The same goes with Firechat. You need to be within 70 meters of someone on the Firechat mesh network to join the network.
It’s messaging only – no voice communications.
Also, you have no anonymity, other than using a pseudonym when entering the network.
Lastly, anyone can join – including, in this case – members of the Chinese government that are within range of the network.
Unlike the Internet – where more users means more traffic, and more congestion – with Firechat, the more users that are in the vicinity of the network, the stronger the network connections get!
Other than by joining the network, you can’t monitor its usage, or shut it down. When the makers of Firechat were asked how many “conversations” were happening in Hong Kong, they couldn’t answer. The mesh network is off-the-grid, and can’t be poked, prodded or measured in any way.
Sooooo, the network itself is anonymous, but the users on the network are not. Get it?
Note that Firechat can also be used in conjunction with the Internet to widen its reach. Those chats would fall prey to the same censorship and monitoring techniques that could be employed to any Internet-based interaction.
Open Garden – the makers of Firechat – are working as we speak to add encryption to the app, so you can select with whom you want to chat. And with whom you don’t want to know what you’re discussing.
Uses In America
I don’t know about you, but I’m not a big fan of the various alphabet-soup agencies that listen in on all of my calls, emails and Skype conversations. I’m funny that way. It goes against my personal independence beliefs.
This might be a good way to do group training or other coordinated activities without anyone listening that you don’t want listening. Think about it: If the guys in the Black Helicopters are close enough to join your mesh network, the game is over for you anyways!
In visiting their site, I also saw mention of a “tethering” technology they’ve developed that has some interest to me. Tethering, for those of you who don’t know, allows you to use your smart phone to connect to the Internet (3G or 4G), and have a laptop or tablet “piggy back” on the connection – thereby also gaining access to the Internet.

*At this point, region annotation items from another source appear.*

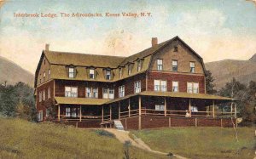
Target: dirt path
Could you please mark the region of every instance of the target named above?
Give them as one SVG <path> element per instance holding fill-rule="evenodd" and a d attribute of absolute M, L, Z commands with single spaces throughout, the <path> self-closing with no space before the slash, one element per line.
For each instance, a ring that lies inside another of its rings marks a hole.
<path fill-rule="evenodd" d="M 106 128 L 104 129 L 109 133 L 112 133 L 115 135 L 115 137 L 123 144 L 125 144 L 125 141 L 130 140 L 131 145 L 143 149 L 144 150 L 148 150 L 155 154 L 160 154 L 160 155 L 164 155 L 164 156 L 167 156 L 167 153 L 165 152 L 160 152 L 160 151 L 157 151 L 157 150 L 153 150 L 150 149 L 150 147 L 146 145 L 141 139 L 131 139 L 129 136 L 129 132 L 128 131 L 119 131 L 114 128 Z M 180 156 L 178 155 L 173 155 L 173 156 L 179 158 L 179 159 L 187 159 L 186 157 L 183 157 Z"/>

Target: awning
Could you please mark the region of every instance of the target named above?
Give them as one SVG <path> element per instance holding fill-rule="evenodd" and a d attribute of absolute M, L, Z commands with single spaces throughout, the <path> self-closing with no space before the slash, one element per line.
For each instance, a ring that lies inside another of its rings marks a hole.
<path fill-rule="evenodd" d="M 109 101 L 108 99 L 90 99 L 90 98 L 71 98 L 71 97 L 55 97 L 57 104 L 62 105 L 100 105 Z"/>

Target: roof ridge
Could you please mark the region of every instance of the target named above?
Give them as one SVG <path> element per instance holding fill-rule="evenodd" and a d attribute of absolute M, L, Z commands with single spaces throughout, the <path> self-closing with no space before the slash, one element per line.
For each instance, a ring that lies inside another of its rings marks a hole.
<path fill-rule="evenodd" d="M 104 54 L 87 54 L 87 53 L 74 53 L 74 52 L 65 52 L 65 51 L 46 51 L 44 52 L 51 52 L 51 53 L 60 53 L 60 54 L 84 54 L 84 55 L 92 55 L 92 56 L 107 56 L 107 57 L 117 57 L 117 58 L 126 58 L 125 56 L 115 56 L 115 55 L 104 55 Z"/>

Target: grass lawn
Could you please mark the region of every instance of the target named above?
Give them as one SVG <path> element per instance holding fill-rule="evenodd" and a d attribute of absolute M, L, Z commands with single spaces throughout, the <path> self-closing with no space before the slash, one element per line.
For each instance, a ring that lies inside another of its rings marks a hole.
<path fill-rule="evenodd" d="M 123 158 L 124 145 L 96 130 L 0 117 L 0 158 Z M 131 158 L 166 158 L 134 147 Z"/>
<path fill-rule="evenodd" d="M 254 128 L 172 128 L 131 131 L 153 150 L 190 158 L 253 158 Z"/>

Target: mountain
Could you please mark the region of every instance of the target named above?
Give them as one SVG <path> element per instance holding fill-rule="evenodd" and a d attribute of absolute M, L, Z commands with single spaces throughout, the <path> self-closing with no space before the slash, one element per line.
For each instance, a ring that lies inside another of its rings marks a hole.
<path fill-rule="evenodd" d="M 225 86 L 233 77 L 246 85 L 250 81 L 256 81 L 256 54 L 247 60 L 224 60 L 206 63 L 215 78 L 217 89 Z"/>
<path fill-rule="evenodd" d="M 34 75 L 17 64 L 0 56 L 0 84 L 15 84 L 23 82 L 33 87 Z"/>

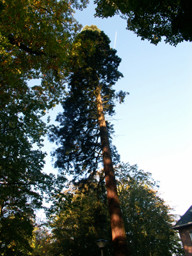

The smartphone networks charge a pretty penny for this service. Open Garden’s technology lets you bypass this, uhm, inconvenience.
Time to sit back and observe. I want to see how China reacts to this threat to their hegemony, and how the people of Hong Kong react.
Listen and learn.
Users in China may find encryption even more useful. Chinese ISPs began blocking around two thirds of FireChat’s users from Sept. 3, Daligault says, throttling the app’s growth. Since last week though, more Chinese smartphone users have begun using mobile VPNS (virtual private networks) to get around the blocks and the app’s growth rate appears to have stabilized there.
I love seeing new technologies and innovation spring forth during times of crisis. The people of Hong Kong see their very way of life being hindered and obstructed by Big Government coming in and degrading their personal independence.
They see oppression on the horizon, and aren’t sitting quietly while it happens. They are using innovative technology to communicate with like-minded people to keep their movement going forward.
Godspeed, Hong Kong. Keep zagging!
One of the most over-looked parts of most folks preparedness plan is communications. We take for granted the ability to pull our smartphone out of our pocket, and make a call, text someone or engage in a Skype video chat.
What if that goes away?
How would you communicate with your loved ones if phone lines were down? Or cell towers had been taken out by an EMP? Or someone went all, “Red Dawn” on us and shut off the Internet as part of their plans?
Something like Firechat may have a place in your prep plans. Simpler is sometimes better.